2. The integrated circuit of claim 1, wherein the chip-level master
BIST controller schedules the BIST operation for the selected
cores.
3. The integrated circuit of claim 2, wherein the core-level master
BIST controllers schedule the BIST operation for corresponding
memory elements in response to the core select bits.
4. The integrated circuit of claim 2, wherein the chip-level TAP
controller further comprises a control mode register for storing a
test mode bit indicating how the chip-level master BIST controller
schedules the BIST.
5. The integrated circuit of claim 4, wherein the control mode
register further stores an algorithm mode bit indicating which of a
plurality of algorithms the BIST operation utilizes.
6. The integrated circuit of claim 2, wherein the chip-level TAP
controller further comprises an additional test data register for
storing a default BIST instruction.
7. The integrated circuit of claim 1, wherein the memory arrays
comprises cache memory.
8. The integrated circuit of claim 1, wherein each core comprises a
processor.
9. The integrated circuit of claim 1, wherein the chip-level TAP
controller and the core-level TAP controllers are compliant with
the Joint Test Action Group (JTAG) standard.
10. The integrated circuit of claim 1, further comprising: a
plurality of core select pins to receive the core select bits; and
a test pin interface coupled to the plurality of core select pins
and to the chip-level master BIST controller.
11. The integrated circuit of claim 10, further comprising: a
plurality of BIST pins coupled to the test pin interface.

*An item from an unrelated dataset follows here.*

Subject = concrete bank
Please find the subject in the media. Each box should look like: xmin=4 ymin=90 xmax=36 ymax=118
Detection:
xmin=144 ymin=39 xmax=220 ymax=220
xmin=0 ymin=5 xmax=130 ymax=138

12. The integrated circuit of claim 1, wherein each core further
comprises gating logic coupled between the chip-level master BIST
controller and the corresponding core TAP controller, the gating
logic selectively enabling the core for the BIST operation in
response to the core select bits.
13. The integrated circuit of claim 1, wherein each of the cores
comprises a pre-existing processor core having an identical pin-out
configuration as the integrated circuit.
14. The integrated circuit of claim 1, wherein each of the cores
comprises a processor core cell-based design.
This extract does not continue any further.